You can ask natural language questions about the sample data using Catalog Explorer. The Assistant generates the SQL based on metadata context and table usage patterns. After the query is generated, you can validate the query and then run it against the underlying table.

 

 

Restore Python Variables after idle termination in Serverless Notebooks

Databricks snapshots your notebook’s Python variables before terminating idle serverless compute.
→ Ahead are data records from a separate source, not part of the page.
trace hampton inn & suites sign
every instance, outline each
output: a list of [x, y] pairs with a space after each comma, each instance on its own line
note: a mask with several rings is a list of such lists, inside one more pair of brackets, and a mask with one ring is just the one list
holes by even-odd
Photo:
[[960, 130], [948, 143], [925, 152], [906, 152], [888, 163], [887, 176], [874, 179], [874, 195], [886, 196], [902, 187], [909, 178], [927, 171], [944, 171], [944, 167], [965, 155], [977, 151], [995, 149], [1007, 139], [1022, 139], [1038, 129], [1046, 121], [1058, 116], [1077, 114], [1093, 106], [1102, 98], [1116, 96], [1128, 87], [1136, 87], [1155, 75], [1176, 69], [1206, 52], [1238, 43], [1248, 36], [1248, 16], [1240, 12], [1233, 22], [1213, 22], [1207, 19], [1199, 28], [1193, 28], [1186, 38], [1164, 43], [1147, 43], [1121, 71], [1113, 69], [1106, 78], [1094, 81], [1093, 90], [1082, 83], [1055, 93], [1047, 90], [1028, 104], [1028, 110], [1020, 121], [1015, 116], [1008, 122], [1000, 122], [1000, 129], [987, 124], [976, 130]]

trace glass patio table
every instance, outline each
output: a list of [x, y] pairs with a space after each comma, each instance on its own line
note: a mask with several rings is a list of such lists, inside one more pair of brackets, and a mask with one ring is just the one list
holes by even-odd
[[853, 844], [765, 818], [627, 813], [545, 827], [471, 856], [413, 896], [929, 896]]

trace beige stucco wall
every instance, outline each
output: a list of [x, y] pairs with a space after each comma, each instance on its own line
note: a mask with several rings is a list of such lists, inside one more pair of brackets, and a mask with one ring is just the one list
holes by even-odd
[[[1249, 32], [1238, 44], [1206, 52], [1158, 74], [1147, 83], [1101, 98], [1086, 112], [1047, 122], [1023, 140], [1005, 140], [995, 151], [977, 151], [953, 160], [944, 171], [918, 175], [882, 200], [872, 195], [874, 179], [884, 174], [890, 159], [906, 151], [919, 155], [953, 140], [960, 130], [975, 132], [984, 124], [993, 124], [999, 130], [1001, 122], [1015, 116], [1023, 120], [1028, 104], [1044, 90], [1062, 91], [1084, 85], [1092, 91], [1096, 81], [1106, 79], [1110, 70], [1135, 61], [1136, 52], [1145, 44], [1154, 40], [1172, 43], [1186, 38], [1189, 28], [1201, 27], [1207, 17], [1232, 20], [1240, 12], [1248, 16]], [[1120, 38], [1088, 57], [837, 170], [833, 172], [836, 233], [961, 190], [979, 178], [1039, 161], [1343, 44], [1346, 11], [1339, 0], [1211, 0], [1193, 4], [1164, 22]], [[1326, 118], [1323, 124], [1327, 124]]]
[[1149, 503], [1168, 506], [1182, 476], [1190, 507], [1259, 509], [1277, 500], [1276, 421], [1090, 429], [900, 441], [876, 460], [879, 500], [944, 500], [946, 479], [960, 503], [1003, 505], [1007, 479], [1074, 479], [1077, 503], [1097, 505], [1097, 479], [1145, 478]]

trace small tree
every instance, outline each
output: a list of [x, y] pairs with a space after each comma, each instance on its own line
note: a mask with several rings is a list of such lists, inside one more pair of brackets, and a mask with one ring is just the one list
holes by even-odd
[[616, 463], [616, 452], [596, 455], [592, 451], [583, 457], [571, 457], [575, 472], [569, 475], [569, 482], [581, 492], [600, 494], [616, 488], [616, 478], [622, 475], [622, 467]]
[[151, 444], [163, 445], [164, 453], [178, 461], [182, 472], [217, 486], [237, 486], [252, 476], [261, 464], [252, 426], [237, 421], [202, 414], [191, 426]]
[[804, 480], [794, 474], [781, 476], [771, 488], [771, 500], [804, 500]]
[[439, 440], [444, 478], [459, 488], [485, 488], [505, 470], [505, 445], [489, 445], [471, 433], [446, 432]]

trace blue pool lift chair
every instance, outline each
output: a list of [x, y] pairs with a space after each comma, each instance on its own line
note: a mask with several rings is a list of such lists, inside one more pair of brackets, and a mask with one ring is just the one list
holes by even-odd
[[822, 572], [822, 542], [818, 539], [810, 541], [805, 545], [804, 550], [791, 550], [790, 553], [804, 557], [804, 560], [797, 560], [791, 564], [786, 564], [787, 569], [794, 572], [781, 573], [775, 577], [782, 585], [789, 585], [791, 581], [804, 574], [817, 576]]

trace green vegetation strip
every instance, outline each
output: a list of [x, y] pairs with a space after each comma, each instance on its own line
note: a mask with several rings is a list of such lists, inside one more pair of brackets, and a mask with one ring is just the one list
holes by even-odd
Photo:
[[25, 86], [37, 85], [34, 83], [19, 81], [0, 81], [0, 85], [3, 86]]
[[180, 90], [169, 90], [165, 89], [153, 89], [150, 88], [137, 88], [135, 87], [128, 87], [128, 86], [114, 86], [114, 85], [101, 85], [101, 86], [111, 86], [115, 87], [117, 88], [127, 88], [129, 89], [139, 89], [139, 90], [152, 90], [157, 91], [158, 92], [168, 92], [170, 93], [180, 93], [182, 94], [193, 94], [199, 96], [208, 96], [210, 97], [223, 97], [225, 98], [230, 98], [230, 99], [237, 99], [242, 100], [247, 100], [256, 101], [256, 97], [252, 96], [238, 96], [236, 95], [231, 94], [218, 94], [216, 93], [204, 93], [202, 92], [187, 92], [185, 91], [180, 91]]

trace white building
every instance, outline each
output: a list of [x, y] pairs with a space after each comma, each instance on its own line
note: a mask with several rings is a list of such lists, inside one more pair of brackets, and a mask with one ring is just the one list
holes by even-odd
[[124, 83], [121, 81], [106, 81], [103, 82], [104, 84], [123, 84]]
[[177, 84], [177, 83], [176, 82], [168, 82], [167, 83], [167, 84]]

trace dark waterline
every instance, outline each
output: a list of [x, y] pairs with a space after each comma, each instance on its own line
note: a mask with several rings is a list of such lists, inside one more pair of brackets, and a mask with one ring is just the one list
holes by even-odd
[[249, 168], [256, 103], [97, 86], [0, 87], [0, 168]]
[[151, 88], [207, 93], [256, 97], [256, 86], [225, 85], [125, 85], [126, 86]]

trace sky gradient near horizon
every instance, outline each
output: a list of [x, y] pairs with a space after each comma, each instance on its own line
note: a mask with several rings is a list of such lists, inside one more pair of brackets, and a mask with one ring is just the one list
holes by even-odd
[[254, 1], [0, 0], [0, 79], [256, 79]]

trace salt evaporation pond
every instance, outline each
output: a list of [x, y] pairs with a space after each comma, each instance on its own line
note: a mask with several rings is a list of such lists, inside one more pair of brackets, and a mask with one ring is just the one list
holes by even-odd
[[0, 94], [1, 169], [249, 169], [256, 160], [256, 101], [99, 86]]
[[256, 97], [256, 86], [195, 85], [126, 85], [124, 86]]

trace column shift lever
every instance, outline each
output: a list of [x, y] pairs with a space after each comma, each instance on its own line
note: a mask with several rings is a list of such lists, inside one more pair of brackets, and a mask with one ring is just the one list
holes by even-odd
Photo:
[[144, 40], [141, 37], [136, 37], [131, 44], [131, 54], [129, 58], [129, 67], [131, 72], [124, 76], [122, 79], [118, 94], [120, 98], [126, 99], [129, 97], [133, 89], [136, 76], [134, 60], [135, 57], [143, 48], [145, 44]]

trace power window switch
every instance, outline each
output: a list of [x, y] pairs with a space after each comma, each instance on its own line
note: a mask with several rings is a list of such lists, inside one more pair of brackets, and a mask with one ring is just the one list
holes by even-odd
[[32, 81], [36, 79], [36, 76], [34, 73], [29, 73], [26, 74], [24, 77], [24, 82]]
When you reconnect your notebook is automatically restored from its snapshot letting you continue your work seamlessly.

🤖GenAI & ML

Expanding region availability for ai_parse_document

ai_parse_document is now available in the following regions (AWS):
us-west-2/ us-east-1/ us-east-2 /ap-northeast-1 /ap-northeast-2 /ap-south-1 /ap-southeast-1
ap-southeast-2/ca-central-1/eu-central-1 /eu-west-1 /eu-west-2 /sa-east-1

Agent Bricks: Multi-Agent Supervisor is in Beta

Agent Bricks: Multi-Agent Supervisor supports designing a multi-agent AI system that combines Genie spaces and Knowledge Assistant agent endpoints to work together on complex tasks that require different specialized skills. Documentation

Google Gemma 3 12B is available on Mosaic AI Model Serving

Gemma 3 12B supports text inputs for foundation models APIs pay-per-token and provisioned throughput and AI functions.

📝AIBI Genie

 
  • Caching enhancements speed up question performance when starting a new Genie session.

  • Genie automatically cancels query executions that take longer than 15 minutes to execute.

  • Genie allows editable parameters on date and numeric fields, expanding beyond previous support for string fields.

  • You can edit Genie space descriptions directly in place.

📊AIBI Dashboard

  • Authors can now undo and redo actions on the canvas using keyboard shortcuts or the toolbar.

  • Within the Add data dialog, authors can now filter to show only metric views.

  • Custom calculations now support AGGREGATE OVER to enable window function-like behavior, such as computing moving averages and running totals. 📖Documentation

  • The maximum number of pages per dashboard has increased from ten to fifteen.

  • Support for parameterized schedules has been restored. 📖Documentation

🛡️Governance

Unity Catalog Python User-defined Table functions

You can now register Python UDTFs in Unity Catalog for centralized governance and reusable logic across SQL queries. 📖Documentation

Scalar Python UDFs support service credentials

Scalar Python UDFs can use Unity Catalog service credentials to securely access external cloud services. This is useful for integrating operations such as cloud-based tokenization, encryption, or secret management directly into your data transformations.

🔍 Data Warehousing

IDENTIFIER support is now available in Databricks SQL for catalog operations.

CAN VIEW permission on SQL Warehouse is GA

The permission allows users to view SQL Warehouse, query history, and query profiles.

Expanded Spatial SQL expressions and Geometry and Geography Data types

Support for advanced spatial analytics and collation at the schema/catalog level simplifies complex location-based analytics and ensures consistency across all database objects, reducing friction in data warehousing projects. More than 80 new spatial SQL expressions are available. 📖Documentation

Support for Schema and Catalog level default collation

You can set a default collation for schemas and catalogs in Databricks Runtime 17.1. This allows you to define a collation that applies to all objects created within the schema or catalog, ensuring consistent collation behavior across your data.